Me voilà rentré dans ma cellule, rendu à mes devoirs primitifs. J’y ai apporté une masse de bonheur immense, dont Vous, Vous seul êtes la source. Mon séjour à Pétersbourg m’apparaît comme un de ces rêves délicieux qu’on ne quitte qu’à regret en s’éveillant, qu’on voudrait prolonger, échanger contre la réalité. J’ai oublié tout ce que j’ai souffert; je ne vois plus que mon Alexandre, cet homme chéri, qui sait aimer les hommes, qui m’aime! Mon Bienfaiteur! Mon Héros! M’aimerez-Vous toujours? – C’est un blasphème de Vous faire cette question, après cette soirée délicieuse, unique, où nos âmes pour la dernière fois s’épanchèrent l’une dans l’autre avec cette effusion sans bornes dont la nature nous a rendue capables. Oui, je le sens, Vous m’aimerez, tant que la vertu sera mon idole. Elle est le Vôtre, et Votre cœur, le plus pur autel que la nature lui ait élevé, conservera le souvenir de Votre ami. – Je suis heureux; la seule prière que j’aie à Vous faire, c’est que Vous ne cherchiez jamais à changer les relations extérieures où nous nous trouvons l’un envers l’autre. Conservez-Vous pour toujours un ami sur lequel les événements n’aient point de prise, qui ne puisse jamais Vous paraître suspect, un ami qui Vous reste sous tous les rapports, qui puisse toujours fixer Vos regards non seulement avec la candeur de l’innocence mais aussi avec une confiance absolue. Vous savez qu’il n’existe point d’amitié sans égalité; le seul moyen d’établir cette égalité sublime est de ne point violer les relations que le sort a fixées. En m’élevant Vous me rabaisseriez. Que même l’idée du bien public, l’idée que dans un poste plus relevé je serais plus utile, ne Vous séduise pas. Elle ne me séduira pas, et à cet égard Vous trouverez toujours une résistance absolue de ma part. Il est un seul cas qui puisse faire l’exception, celui dont j’osai déjà autrefois Vous parler, celui de vaincre ou de mourir à Vos côtés. S’il arrive jamais un mot de Vous! et je volerai au poste que les circonstances, que mon génie, que mon amour pour Vous m’assigneront, et Vos ennemis verront dans le professeur de Dorpat le Bonaparte de l’amitié. – Pardonnez-moi cette énorme confiance en mes forces. Tant qu’il a fallu agir pour la seule prudence j’ai souvent tremblé pour le bien public, mais quand il faudra forcer les circonstances, commander aux événements, Vous me reconnaîtrez. O mon Bien-Aimé!

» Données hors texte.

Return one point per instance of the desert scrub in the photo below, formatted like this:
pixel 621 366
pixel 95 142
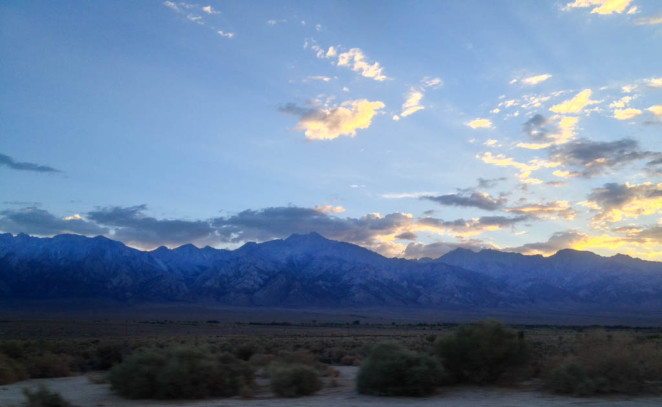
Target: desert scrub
pixel 183 373
pixel 607 363
pixel 392 370
pixel 11 370
pixel 42 397
pixel 481 352
pixel 293 380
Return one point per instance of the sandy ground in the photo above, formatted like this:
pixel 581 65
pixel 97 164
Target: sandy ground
pixel 83 393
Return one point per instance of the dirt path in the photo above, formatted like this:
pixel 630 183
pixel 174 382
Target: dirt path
pixel 81 392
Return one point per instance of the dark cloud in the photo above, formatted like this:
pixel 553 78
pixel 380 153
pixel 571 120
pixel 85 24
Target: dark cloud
pixel 133 227
pixel 473 225
pixel 438 249
pixel 473 199
pixel 279 222
pixel 489 183
pixel 40 222
pixel 591 158
pixel 540 128
pixel 9 162
pixel 558 241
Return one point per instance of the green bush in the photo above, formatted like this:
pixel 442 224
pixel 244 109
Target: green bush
pixel 11 370
pixel 481 353
pixel 602 363
pixel 293 380
pixel 392 370
pixel 180 374
pixel 43 397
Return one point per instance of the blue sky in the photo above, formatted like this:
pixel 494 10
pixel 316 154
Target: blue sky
pixel 410 128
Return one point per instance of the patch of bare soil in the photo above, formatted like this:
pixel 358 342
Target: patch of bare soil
pixel 82 392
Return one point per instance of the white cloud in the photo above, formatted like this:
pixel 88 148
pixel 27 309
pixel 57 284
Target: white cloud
pixel 626 114
pixel 413 103
pixel 576 104
pixel 210 10
pixel 328 123
pixel 534 80
pixel 654 82
pixel 600 6
pixel 356 61
pixel 649 20
pixel 656 110
pixel 480 123
pixel 171 5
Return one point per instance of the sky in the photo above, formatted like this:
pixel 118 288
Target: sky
pixel 410 128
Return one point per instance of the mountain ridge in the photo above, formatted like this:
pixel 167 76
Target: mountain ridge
pixel 310 270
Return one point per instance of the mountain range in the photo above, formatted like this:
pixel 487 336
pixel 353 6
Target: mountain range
pixel 311 271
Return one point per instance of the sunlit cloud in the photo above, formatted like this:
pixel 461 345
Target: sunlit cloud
pixel 357 62
pixel 551 210
pixel 225 34
pixel 534 80
pixel 525 169
pixel 413 103
pixel 480 124
pixel 616 202
pixel 591 158
pixel 327 209
pixel 328 123
pixel 626 114
pixel 210 10
pixel 649 20
pixel 601 6
pixel 576 104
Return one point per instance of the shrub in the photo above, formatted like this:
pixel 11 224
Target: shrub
pixel 11 371
pixel 293 380
pixel 481 353
pixel 606 364
pixel 180 374
pixel 392 370
pixel 43 397
pixel 47 364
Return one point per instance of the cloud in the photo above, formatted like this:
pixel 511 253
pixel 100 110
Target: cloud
pixel 413 103
pixel 654 82
pixel 600 6
pixel 328 123
pixel 525 169
pixel 546 132
pixel 534 80
pixel 626 114
pixel 649 20
pixel 475 199
pixel 357 62
pixel 438 249
pixel 615 202
pixel 35 221
pixel 552 210
pixel 225 34
pixel 327 209
pixel 7 161
pixel 133 227
pixel 480 123
pixel 558 241
pixel 591 158
pixel 489 183
pixel 210 10
pixel 576 104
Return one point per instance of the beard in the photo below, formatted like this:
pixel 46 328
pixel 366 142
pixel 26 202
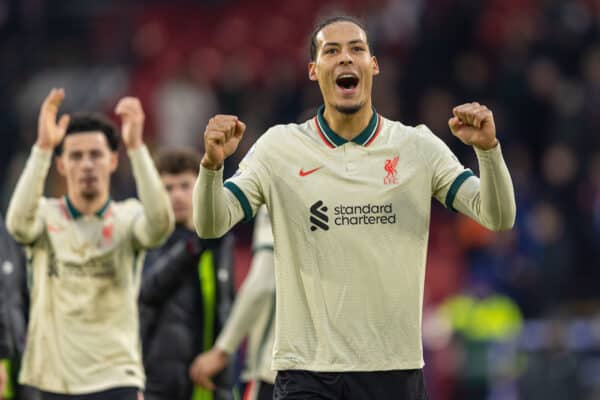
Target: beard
pixel 349 109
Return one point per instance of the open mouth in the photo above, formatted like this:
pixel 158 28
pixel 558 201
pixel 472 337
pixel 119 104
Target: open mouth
pixel 347 81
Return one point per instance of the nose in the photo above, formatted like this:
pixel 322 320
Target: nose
pixel 87 162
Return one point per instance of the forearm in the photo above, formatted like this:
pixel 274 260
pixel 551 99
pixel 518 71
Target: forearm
pixel 255 293
pixel 491 199
pixel 158 221
pixel 216 210
pixel 21 218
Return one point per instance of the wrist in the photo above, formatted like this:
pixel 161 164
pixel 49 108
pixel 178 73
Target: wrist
pixel 134 145
pixel 44 145
pixel 208 164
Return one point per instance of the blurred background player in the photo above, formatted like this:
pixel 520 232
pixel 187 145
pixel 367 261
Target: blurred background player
pixel 186 292
pixel 253 314
pixel 349 194
pixel 14 310
pixel 86 254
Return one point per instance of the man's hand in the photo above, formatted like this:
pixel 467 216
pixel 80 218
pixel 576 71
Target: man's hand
pixel 473 124
pixel 3 379
pixel 207 365
pixel 132 120
pixel 221 138
pixel 50 133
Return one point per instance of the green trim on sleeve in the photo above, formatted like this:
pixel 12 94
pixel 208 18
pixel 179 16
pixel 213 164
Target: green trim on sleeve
pixel 237 192
pixel 9 391
pixel 460 179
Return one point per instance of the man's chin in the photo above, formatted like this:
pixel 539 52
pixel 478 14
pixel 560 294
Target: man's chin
pixel 90 195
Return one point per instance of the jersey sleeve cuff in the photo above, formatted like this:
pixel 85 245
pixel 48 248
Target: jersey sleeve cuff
pixel 458 181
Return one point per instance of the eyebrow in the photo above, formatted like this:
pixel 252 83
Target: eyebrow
pixel 355 41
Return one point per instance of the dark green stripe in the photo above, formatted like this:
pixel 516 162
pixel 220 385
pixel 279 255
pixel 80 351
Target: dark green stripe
pixel 72 210
pixel 455 186
pixel 102 210
pixel 237 192
pixel 362 137
pixel 264 247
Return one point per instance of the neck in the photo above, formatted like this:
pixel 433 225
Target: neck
pixel 88 207
pixel 348 126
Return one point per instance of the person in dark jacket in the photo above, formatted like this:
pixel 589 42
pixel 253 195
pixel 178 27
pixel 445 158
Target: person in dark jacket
pixel 186 293
pixel 14 310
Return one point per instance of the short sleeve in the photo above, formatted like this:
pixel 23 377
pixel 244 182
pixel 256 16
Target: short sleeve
pixel 248 182
pixel 448 174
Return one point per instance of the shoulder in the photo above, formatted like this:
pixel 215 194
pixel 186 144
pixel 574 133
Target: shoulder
pixel 281 133
pixel 397 129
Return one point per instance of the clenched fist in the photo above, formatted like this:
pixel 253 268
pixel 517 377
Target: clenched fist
pixel 132 121
pixel 473 124
pixel 50 133
pixel 221 138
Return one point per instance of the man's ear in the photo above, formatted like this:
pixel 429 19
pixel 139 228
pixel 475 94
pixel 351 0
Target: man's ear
pixel 375 66
pixel 114 161
pixel 60 165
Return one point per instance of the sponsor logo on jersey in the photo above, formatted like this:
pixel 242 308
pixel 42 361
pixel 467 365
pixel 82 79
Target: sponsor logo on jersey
pixel 391 172
pixel 350 215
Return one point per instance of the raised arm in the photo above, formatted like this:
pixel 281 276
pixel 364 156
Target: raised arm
pixel 22 218
pixel 490 200
pixel 156 223
pixel 217 209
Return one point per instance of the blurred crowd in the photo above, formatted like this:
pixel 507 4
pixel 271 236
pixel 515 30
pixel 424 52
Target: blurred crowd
pixel 535 63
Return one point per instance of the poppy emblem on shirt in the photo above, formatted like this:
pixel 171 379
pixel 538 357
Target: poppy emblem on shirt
pixel 107 234
pixel 391 172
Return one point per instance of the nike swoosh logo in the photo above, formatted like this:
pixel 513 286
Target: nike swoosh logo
pixel 310 171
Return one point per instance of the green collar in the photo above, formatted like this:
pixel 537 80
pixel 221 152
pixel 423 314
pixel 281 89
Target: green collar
pixel 75 213
pixel 332 139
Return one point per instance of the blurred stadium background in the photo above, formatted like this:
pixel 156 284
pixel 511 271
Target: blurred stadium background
pixel 514 315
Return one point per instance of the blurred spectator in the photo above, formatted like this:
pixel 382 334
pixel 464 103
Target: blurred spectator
pixel 186 293
pixel 14 311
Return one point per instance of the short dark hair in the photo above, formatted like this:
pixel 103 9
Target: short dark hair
pixel 91 122
pixel 332 20
pixel 177 161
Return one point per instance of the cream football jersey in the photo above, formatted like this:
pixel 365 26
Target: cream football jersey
pixel 84 271
pixel 350 221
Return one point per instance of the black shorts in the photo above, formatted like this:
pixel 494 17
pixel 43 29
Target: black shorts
pixel 380 385
pixel 121 393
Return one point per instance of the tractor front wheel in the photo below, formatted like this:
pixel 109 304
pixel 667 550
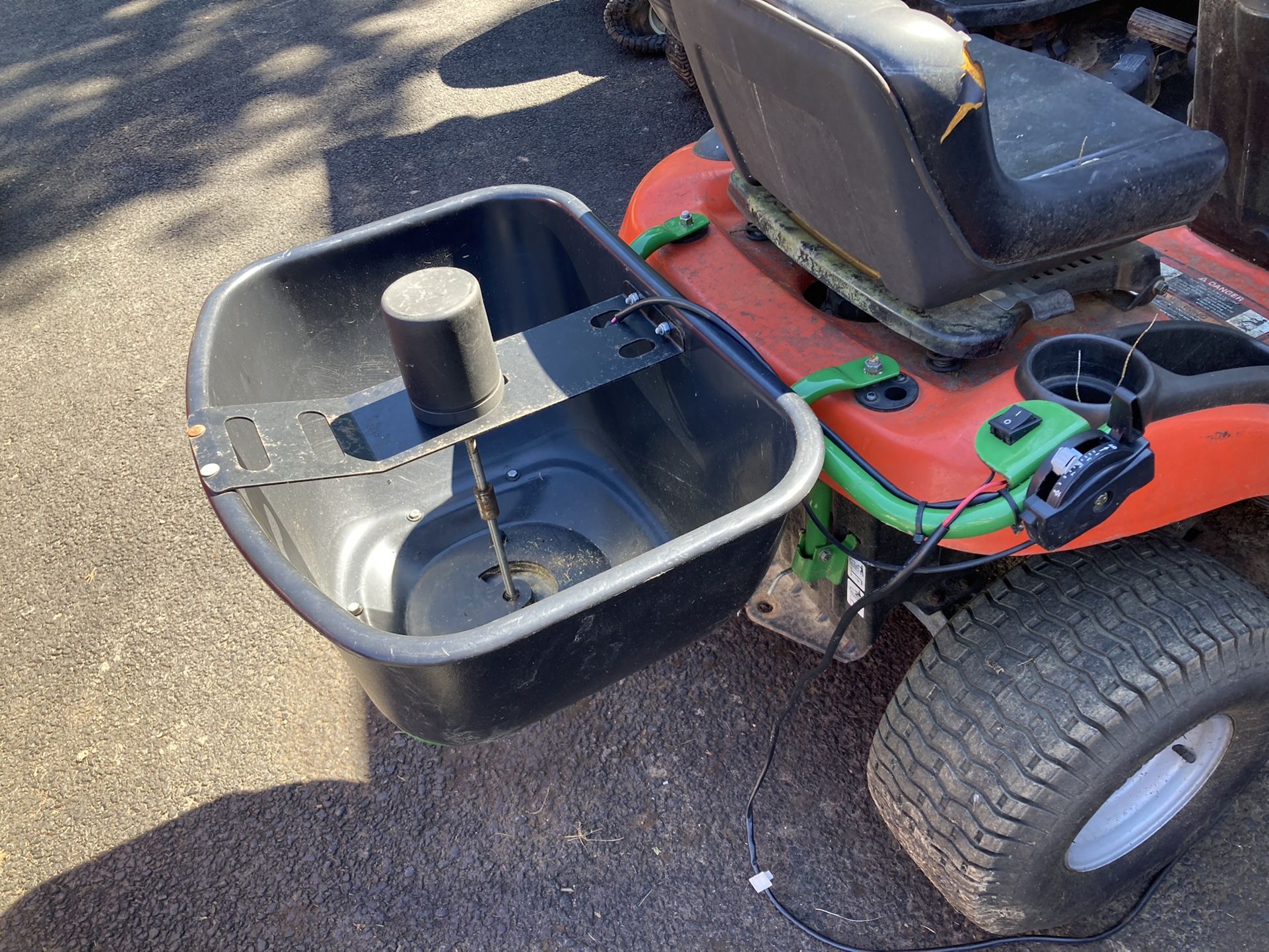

Le lendemain de mon arrivée j’ai été élu Recteur. J’ai un plaisir bien doux en songeant qu’en signant la confirmation Vous sourirez1, j’ai un plaisir bien doux encore de penser que quand mon année sera révolue Vous aurez de la satisfaction de cette signature. J’agirai dans Vos principes. Je ferai mon possible pour former Votre jeunesse comme Vous voulez l’avoir, aimant l’ordre, mais conservant une noble énergie dont Vous tirerez un jour profit pour le bien de l’État. Les derniers troubles de nos étudiants m’ont prouvé combien Vous pouvez attendre de cette énergie que la nature a mise dans la jeunesse, lorsqu’elle est bien dirigée. Le jeune Budberg, que la loi a frappé comme l’auteur de derniers excès, que nos Statuts ont banni de l’université et éloigné pour l’avenir des emplois qu’il ne peut obtenir que par un séjour prescrit à l’université, ce jeune homme est innocent. Il s’est chargé volontairement de la faute pour sauver un de ses camarades dont le malheur eût plongé une famille entière dans le deuil, il est soumis sans mot dire à la punition, et quand tout a été terminé, en prenant congé d’un de nos professeurs il lui dit: Je quitte l’Université et ma Patrie avec le sentiment de mon innocence et d’une bonne action; partout où il y a des hommes je saurai trouver des hommes et vivre pour le bien public. – Une vie exemplaire de près de 3 ans, exemplaire par les mœurs et l’application prouverait suffisamment la vérité de son héroïsme, quand tous ses camarades ne l’attesteraient pas. Sire! ne croyez pas que j’improuve la sévérité du jugement qui le condamne. Même connaissant moralement son innocence j’aurais satisfait aux lois et aux formes judiciaires, je l’eusse condamné, ne fût-ce que pour ne pas lui ravir le sentiment délicieux de se sacrifier à l’amitié. Une action pareille à l’âge de 20 ans décide pour la vie, et c’est un homme que nous gagnons à l’humanité, supposant même qu’il fût perdu pour nous.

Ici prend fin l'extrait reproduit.